Lo guardo negli occhi,
– Senza questo cognome non varresti un cazzo, ricordatelo.
Sorrido, in effetti lo penso anche io. Povero me che non posso essere un cazzo. Però, c’è un però, io non ho reti di sicurezza, se sbaglio qua non c’ho nient’altro, non posseggo nulla.
Almeno così pensavo.
Mio nonno si allontana. Io guardo i due busti, vigili. Penso alla giornalista che mi ha intervistato qualche giorno fa. Questa sera la vedrò a cena.
Ucraina, 2023
Youth of Ukraine è la rete di sicurezza che garantisce alle famiglie di Mykolayiv cibo e acqua quando serve, provvede ai rifornimenti di beni primari e dà assistenza ai cittadini.
Arriviamo al loro quartier generale in serata, poco prima di cena, il sole ancora spara raggi di luce tra le strade. È un enorme palazzo, all’ombra di altre decine di palazzi grigi pieni di piccole finestre opache che sembrano occhi con la cataratta.
Ha un’entrata da cui poter scaricare i beni che abbiamo portato.
Ci accolgono ragazzi e adulti, tutti incredibilmente festosi, felici. Felici di noi lì.
Io sorrido. Resto in disparte, come se avessi amputato il pezzo di me che dovrebbe permettermi di saper stare in una comunità, di sentirmi parte di qualcosa. Siamo arrivati qui, okay, vorrei solo scaricare ’sta roba e andare avanti. Ma avremo qualche ora qui.
Silenzioso, osservo la catena umana di decine di persone che si crea per passare di mano in mano i cartoni con dentro cibo, pannolini e tutto il resto. È enorme il quantitativo portato dall’Italia. Oltre noi dodici, il grande gruppo di cui io e la mia compagnia facciamo parte vanta un centinaio di persone.

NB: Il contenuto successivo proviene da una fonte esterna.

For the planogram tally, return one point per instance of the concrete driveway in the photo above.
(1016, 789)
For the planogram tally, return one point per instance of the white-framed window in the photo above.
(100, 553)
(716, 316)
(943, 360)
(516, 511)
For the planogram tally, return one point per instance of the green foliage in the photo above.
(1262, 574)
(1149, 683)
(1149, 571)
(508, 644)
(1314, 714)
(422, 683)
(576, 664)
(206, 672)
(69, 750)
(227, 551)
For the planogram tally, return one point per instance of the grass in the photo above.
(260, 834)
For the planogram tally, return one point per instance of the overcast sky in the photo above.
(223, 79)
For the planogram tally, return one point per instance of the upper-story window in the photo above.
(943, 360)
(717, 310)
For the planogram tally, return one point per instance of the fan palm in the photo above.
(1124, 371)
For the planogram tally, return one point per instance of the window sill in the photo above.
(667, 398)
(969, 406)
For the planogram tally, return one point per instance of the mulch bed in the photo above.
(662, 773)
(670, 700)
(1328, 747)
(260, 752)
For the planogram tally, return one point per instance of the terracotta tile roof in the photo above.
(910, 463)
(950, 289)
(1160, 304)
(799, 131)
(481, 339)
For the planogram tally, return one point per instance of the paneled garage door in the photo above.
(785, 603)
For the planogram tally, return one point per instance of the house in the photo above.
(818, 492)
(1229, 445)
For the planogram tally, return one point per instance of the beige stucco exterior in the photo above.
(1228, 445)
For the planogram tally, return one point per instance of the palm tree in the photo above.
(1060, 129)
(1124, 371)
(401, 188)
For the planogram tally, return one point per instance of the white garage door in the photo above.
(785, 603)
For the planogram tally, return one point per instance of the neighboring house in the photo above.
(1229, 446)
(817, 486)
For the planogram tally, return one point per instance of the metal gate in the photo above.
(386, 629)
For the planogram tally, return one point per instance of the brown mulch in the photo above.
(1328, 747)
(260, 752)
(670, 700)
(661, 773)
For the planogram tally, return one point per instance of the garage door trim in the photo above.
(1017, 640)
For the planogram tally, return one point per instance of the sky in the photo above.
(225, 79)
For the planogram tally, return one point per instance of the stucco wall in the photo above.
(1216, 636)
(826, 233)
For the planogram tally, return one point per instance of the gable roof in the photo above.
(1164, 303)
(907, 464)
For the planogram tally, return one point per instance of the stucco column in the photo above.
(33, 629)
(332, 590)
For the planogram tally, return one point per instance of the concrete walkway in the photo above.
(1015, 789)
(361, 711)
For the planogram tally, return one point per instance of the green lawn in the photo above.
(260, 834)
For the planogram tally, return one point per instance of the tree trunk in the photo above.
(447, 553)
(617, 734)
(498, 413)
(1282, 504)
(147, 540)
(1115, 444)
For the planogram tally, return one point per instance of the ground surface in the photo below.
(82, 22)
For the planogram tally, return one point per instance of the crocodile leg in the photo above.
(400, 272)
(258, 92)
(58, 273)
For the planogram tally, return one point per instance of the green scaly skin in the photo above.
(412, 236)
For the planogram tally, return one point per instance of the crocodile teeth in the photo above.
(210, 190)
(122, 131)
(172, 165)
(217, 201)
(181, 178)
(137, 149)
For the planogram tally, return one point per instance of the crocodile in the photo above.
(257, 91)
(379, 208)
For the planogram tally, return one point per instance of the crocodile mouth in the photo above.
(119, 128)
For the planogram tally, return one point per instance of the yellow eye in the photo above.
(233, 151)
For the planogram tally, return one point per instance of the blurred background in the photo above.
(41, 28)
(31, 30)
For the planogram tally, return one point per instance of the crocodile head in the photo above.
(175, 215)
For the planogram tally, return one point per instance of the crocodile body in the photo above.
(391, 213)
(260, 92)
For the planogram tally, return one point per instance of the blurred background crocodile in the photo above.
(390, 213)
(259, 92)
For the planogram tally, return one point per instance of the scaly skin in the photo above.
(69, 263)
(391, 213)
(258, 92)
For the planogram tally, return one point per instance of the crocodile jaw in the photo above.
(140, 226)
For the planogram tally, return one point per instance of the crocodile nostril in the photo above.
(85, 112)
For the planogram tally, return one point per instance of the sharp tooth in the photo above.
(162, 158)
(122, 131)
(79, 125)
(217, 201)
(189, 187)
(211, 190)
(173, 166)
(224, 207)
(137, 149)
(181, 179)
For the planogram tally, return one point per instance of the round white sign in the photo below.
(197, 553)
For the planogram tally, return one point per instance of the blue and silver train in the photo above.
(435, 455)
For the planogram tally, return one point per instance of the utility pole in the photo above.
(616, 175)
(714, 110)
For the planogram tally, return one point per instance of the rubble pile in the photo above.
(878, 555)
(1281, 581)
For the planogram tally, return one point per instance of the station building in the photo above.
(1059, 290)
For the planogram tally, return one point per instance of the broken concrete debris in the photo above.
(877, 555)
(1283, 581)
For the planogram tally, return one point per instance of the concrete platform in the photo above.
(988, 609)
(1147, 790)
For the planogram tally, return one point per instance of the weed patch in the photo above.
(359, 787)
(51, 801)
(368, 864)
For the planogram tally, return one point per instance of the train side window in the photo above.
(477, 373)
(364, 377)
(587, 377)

Mi guardo intorno, la strada dissestata ha qualche cane che gira tra il marciapiedi e l’interno del palazzo dove stiamo scaricando.
Mi incollo un grosso scatolone, entro da solo. Seguo la fila di persone che mi guardano e sorridono.
– È fragile, – dico senza che nessuno mi chieda niente. Forse neanche mi capiscono.
La schiera di esseri umani continua dentro all’edificio, su per quattro giri di scale. Io salgo, arrivo fin su, li guardo una a una, le persone sorridono, gli occhi vigili, attenti, pronti a ricevere la notizia di un nuovo missile in città.
C’è un fuoco sacro nei loro occhi, arde nelle pupille di donne abusate e di uomini umiliati, magari proprio tra questi qui che mi guardano. Anche se la propaganda buffa che si insinua in Europa li definisce nazisti, estremisti, io li definirei vessati e spossati, sono un popolo con le loro vette e i loro abissi frastagliati. Ma questa gente, questa qui, la guerra la subisce e basta.
La piccola Russia, infatti, vive l’umiliazione della grande madre come un bimbo mai lasciato crescere libero e ogni bambino tenuto in cattività è arrabbiato. Difenderà sé stesso da ogni singulto esterno, annaspando in un mare di lacrime, perché questo tenta l’Ucraina, emergere da chi l’ha tenuta prigioniera.
Lascio lo scatolone all’ultimo piano. Una ragazza mi sorride e mi dice dove adagiarlo. Insieme ad altre decine e decine di scatole. La stanza è grande, dà su una specie di mensa e su un’area dove c’è un piccolo palco di un teatro. Mi ricorda lo Spin Lab all’Esquilino, il palazzo occupato da anni dietro la gelateria.
Dato che giù gli altri non sanno dove io sia finito, lascio la sala e scendo saltando due gradini alla volta per andare a prendere un altro scatolone.
Un signorotto basso, italiano con l’aria gioviale e il viso rotondo con pochi capelli sulla testa, la barba fatta e gli occhi vispi, vivi, mi blocca e mi sorride.
– Sei arrivato ora, immagino?
– Sì, arriviamo da Odessa, l’ultima tappa, viaggetto lungo dall’Italia.
Dietro di lui un uomo magro oscilla, il volto sembra una quercia secolare e gli occhi blu mare.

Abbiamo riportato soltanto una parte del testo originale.